# Linx 10 tablet - restoring to default



## jerry486

Hello All!

I own a Linx 10 tablet and am planning on putting the windows 10 preview on it (just to mess around and participate in developing this system from a tablet perspective).

Since its now easy to install this directly from windows 8.1 (can get an app for it) I also have to consider reverting back to 8.1 if needed.

I am an experienced PC and laptop user, however tablets are a bit new to me (do they even have a bios? don't ask me they have to, don't they?)

What's the best way for me to create a complete backup? Windows backup? How do I force the tablet to boot in a specific way (I have a keyboard for it)? Will it boot from USB drive/USB dvd-rom if needed?

many thanks in advance


----------



## Masterchiefxx17

This operation shouldn't be done on a tablet as altering settings may be locked, difficult, or ruin the machine.

Windows 10 is a preview build design for those who need to build software, test the UI, and other things.

Unless you need Windows 10, wait for the full release.

Yes, Windows tablets do have a BIOS.


----------



## jerry486

Ruin it?

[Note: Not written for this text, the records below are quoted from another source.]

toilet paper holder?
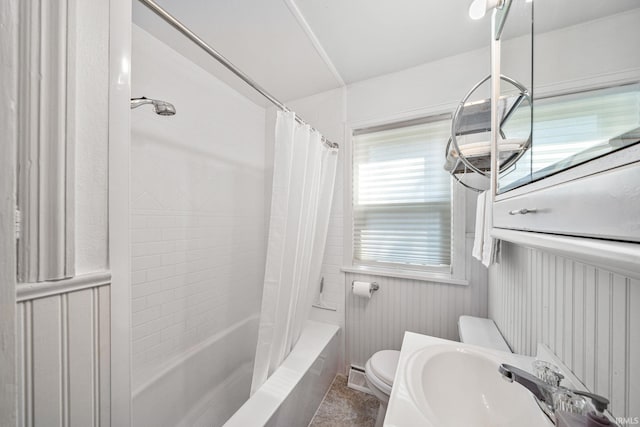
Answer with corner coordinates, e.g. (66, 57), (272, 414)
(351, 280), (380, 292)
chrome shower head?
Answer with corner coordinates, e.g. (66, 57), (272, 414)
(131, 96), (176, 116)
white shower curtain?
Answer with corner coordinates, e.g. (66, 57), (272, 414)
(251, 112), (338, 394)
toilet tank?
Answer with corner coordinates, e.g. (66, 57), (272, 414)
(458, 316), (511, 353)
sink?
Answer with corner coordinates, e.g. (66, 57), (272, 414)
(403, 342), (553, 427)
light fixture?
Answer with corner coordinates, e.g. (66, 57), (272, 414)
(469, 0), (503, 19)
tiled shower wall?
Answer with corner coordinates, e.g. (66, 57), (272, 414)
(489, 242), (640, 417)
(131, 26), (265, 394)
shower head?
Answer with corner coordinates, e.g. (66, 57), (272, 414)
(131, 96), (176, 116)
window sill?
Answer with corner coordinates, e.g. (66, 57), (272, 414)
(341, 265), (469, 286)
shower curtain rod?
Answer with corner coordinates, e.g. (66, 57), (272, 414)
(139, 0), (340, 149)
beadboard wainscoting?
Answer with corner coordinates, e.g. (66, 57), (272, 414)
(489, 242), (640, 417)
(345, 237), (487, 367)
(16, 275), (111, 426)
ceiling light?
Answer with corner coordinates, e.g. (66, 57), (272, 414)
(469, 0), (503, 19)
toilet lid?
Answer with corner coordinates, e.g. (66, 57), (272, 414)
(371, 350), (400, 387)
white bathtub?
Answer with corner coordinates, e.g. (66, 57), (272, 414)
(224, 321), (340, 427)
(132, 316), (340, 427)
(132, 316), (258, 427)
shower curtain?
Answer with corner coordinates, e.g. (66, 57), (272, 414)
(251, 112), (338, 394)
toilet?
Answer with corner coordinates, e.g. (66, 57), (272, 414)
(364, 316), (511, 427)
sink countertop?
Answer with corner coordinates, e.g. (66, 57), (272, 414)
(384, 332), (552, 427)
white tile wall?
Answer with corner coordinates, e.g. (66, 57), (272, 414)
(131, 26), (266, 390)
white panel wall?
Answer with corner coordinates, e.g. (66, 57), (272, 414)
(489, 242), (640, 417)
(345, 237), (487, 367)
(131, 26), (265, 392)
(14, 0), (112, 427)
(276, 43), (490, 372)
(17, 286), (111, 426)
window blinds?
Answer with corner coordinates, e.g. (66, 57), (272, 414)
(353, 120), (451, 268)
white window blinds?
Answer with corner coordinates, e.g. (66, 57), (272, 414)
(353, 120), (451, 268)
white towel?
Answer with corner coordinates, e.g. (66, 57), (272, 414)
(482, 194), (496, 267)
(471, 191), (500, 267)
(471, 191), (487, 261)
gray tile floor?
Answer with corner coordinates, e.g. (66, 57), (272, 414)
(309, 375), (378, 427)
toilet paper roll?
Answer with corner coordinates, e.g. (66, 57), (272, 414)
(351, 281), (373, 298)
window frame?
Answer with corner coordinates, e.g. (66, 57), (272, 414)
(341, 111), (472, 285)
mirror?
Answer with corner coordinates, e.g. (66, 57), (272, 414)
(498, 0), (640, 193)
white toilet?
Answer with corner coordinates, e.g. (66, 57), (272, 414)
(364, 316), (511, 427)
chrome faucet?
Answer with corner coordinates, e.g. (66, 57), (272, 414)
(498, 363), (609, 425)
(498, 363), (563, 418)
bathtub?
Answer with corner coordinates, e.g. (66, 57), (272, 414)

That's not what I wanted to hear haha but thanks! 
Don't mind ruining it as long as I can re-image it 
I guess I will have to put this on my VM and live with that.
Will the be an RC version of 10?


----------



## Masterchiefxx17

On a normal PC, I'd say go for it. However, on the tablet I would avoid it.

There may or may not be an RC version of 10. We'll have to wait and see.

A VM is the safest way of running Windows 10.


----------